Il y a bien sûr le voyage en lui-même, les aventures, les monstres, les rencontres fantastiques, l'errance jusqu'au rivage des Morts, et ces figures féminines (Circé, Calypso, Nausicaa, Pénélope) qui jalonnent le périple d'Ulysse. Il faudrait au moins un James Cameron pour porter cela au cinéma.
Mais il y a ensuite la longue attente d'Ulysse qui, de retour à Ithaque, refuse de se faire connaître, reste déguisé en mendiant, et finit par massacrer tous les prétendants de sa femme qui se sont installés dans son palais. Le premier auquel il s'attaqua, Ulysse « le frappa à la gorge, la pointe traversa de part en part la tendre nuque, il bascula, la coupe lui tomba des mains, frappé d'un trait un flot épais jaillit, par ses narines, de sang humain; d'un mouvement brusque du pied, il renversa la table, les mets se répandirent par terre...» Pour le second, Ulysse « le toucha sous le sein, la flèche vive lui perça le foie.
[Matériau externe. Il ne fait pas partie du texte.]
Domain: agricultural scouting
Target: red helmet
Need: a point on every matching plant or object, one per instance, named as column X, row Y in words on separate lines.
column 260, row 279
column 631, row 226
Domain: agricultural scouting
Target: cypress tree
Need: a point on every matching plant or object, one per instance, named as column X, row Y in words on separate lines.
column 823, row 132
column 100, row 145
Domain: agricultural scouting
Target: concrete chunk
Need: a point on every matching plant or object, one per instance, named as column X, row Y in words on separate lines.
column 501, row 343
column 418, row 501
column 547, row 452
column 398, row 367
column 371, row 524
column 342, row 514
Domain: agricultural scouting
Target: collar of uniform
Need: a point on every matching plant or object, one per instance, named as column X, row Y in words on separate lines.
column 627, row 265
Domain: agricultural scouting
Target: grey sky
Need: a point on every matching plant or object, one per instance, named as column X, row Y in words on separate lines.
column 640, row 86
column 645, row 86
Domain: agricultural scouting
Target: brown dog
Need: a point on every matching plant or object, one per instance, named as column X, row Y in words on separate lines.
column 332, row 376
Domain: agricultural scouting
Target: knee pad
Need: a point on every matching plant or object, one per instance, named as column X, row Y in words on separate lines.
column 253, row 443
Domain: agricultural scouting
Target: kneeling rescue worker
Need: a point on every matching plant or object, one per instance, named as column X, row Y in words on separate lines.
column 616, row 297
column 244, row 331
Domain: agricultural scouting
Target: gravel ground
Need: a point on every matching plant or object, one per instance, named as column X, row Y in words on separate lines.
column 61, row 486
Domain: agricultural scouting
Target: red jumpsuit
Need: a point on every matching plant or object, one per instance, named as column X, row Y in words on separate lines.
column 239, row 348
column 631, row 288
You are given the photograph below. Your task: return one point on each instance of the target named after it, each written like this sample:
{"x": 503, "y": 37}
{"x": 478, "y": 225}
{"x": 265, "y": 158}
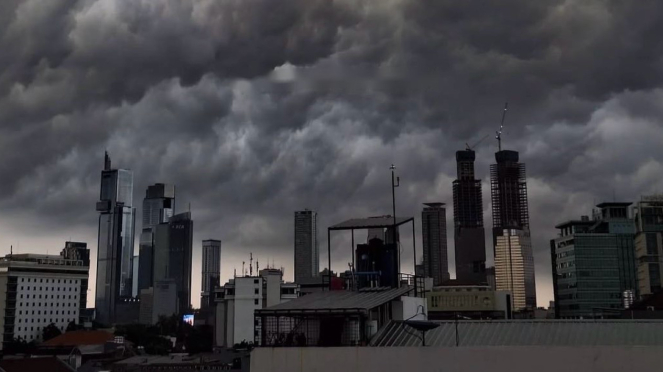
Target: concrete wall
{"x": 494, "y": 359}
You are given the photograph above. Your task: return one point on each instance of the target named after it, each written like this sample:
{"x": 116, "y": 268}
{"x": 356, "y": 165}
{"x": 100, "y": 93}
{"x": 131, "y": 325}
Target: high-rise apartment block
{"x": 307, "y": 253}
{"x": 158, "y": 207}
{"x": 211, "y": 277}
{"x": 115, "y": 242}
{"x": 649, "y": 244}
{"x": 469, "y": 234}
{"x": 173, "y": 250}
{"x": 39, "y": 290}
{"x": 514, "y": 260}
{"x": 434, "y": 235}
{"x": 593, "y": 263}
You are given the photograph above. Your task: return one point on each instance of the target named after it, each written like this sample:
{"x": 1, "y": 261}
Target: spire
{"x": 107, "y": 164}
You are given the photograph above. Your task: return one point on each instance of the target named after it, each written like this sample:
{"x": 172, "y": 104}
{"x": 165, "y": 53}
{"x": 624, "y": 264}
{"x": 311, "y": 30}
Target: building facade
{"x": 593, "y": 264}
{"x": 434, "y": 236}
{"x": 514, "y": 260}
{"x": 307, "y": 252}
{"x": 237, "y": 300}
{"x": 115, "y": 241}
{"x": 211, "y": 270}
{"x": 38, "y": 290}
{"x": 158, "y": 208}
{"x": 173, "y": 251}
{"x": 469, "y": 233}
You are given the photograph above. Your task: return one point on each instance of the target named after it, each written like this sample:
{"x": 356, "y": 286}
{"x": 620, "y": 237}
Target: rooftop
{"x": 527, "y": 333}
{"x": 79, "y": 338}
{"x": 371, "y": 223}
{"x": 340, "y": 301}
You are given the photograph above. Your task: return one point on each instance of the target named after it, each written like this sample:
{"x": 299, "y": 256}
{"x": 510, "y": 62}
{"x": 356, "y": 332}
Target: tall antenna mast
{"x": 498, "y": 134}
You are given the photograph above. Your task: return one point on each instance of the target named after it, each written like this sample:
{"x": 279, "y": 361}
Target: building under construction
{"x": 469, "y": 234}
{"x": 514, "y": 261}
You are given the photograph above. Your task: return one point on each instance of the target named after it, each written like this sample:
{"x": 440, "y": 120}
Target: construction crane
{"x": 498, "y": 134}
{"x": 468, "y": 147}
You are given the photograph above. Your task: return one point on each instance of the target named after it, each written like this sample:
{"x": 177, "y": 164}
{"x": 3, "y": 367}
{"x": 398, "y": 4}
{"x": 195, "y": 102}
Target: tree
{"x": 50, "y": 331}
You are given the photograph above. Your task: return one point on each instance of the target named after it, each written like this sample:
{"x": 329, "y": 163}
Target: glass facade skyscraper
{"x": 115, "y": 241}
{"x": 434, "y": 235}
{"x": 593, "y": 264}
{"x": 514, "y": 260}
{"x": 158, "y": 207}
{"x": 307, "y": 254}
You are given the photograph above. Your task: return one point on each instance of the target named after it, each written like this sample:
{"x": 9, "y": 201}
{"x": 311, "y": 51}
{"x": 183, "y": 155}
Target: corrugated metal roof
{"x": 527, "y": 333}
{"x": 370, "y": 223}
{"x": 339, "y": 300}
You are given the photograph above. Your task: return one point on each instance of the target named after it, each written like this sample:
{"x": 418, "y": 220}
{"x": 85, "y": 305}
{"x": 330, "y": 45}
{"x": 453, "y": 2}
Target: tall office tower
{"x": 116, "y": 241}
{"x": 514, "y": 261}
{"x": 469, "y": 234}
{"x": 173, "y": 250}
{"x": 158, "y": 207}
{"x": 211, "y": 277}
{"x": 649, "y": 244}
{"x": 307, "y": 254}
{"x": 434, "y": 235}
{"x": 593, "y": 264}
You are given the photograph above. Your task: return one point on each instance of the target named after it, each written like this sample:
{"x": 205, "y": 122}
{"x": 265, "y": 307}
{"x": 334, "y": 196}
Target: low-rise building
{"x": 467, "y": 301}
{"x": 237, "y": 300}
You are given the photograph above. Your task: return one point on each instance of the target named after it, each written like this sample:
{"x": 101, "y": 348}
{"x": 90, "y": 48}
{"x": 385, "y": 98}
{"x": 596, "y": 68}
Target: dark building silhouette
{"x": 469, "y": 233}
{"x": 514, "y": 261}
{"x": 434, "y": 235}
{"x": 115, "y": 241}
{"x": 173, "y": 251}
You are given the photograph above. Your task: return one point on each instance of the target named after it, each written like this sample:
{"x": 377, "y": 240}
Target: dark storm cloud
{"x": 257, "y": 108}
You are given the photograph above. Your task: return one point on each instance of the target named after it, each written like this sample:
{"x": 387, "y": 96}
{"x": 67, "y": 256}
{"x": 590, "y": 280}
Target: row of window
{"x": 66, "y": 289}
{"x": 57, "y": 312}
{"x": 56, "y": 296}
{"x": 34, "y": 280}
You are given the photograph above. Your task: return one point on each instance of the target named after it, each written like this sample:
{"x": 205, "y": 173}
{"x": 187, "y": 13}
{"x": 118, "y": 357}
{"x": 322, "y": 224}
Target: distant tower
{"x": 211, "y": 269}
{"x": 469, "y": 234}
{"x": 514, "y": 261}
{"x": 307, "y": 254}
{"x": 115, "y": 240}
{"x": 158, "y": 207}
{"x": 434, "y": 234}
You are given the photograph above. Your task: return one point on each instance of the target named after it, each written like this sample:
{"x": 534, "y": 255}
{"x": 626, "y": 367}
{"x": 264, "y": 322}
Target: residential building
{"x": 649, "y": 244}
{"x": 593, "y": 263}
{"x": 158, "y": 208}
{"x": 238, "y": 299}
{"x": 434, "y": 236}
{"x": 465, "y": 300}
{"x": 307, "y": 253}
{"x": 469, "y": 233}
{"x": 514, "y": 260}
{"x": 211, "y": 270}
{"x": 39, "y": 290}
{"x": 173, "y": 250}
{"x": 115, "y": 242}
Sa main alors laissa tomber l'épée; frappant la table de la tête, il s'abattit courbé en deux, faisant rouler les plats et une double coupe; il heurta la terre du front, dans la détresse, et des deux pieds ensemble bouscula un fauteuil; sur ses yeux tombèrent les ténèbres ».
Et ainsi de suite, enivré de violence, jusqu'au dernier, jusqu'à ce qu'une servante, entrant dans la salle, voie « les corps et le sang infini », et trouve Ulysse « au milieu des héros tués, éclaboussé de souillure et de sang, comme un lion qui s'éloigne, ayant dévoré un boeuf au pâturage: tout son poitrail, et ses mâchoires de part et d'autre, couverts de sang ».
Le chant XXII de l'Odyssée d'Homère, c'est plus sanglant que du Tarantino !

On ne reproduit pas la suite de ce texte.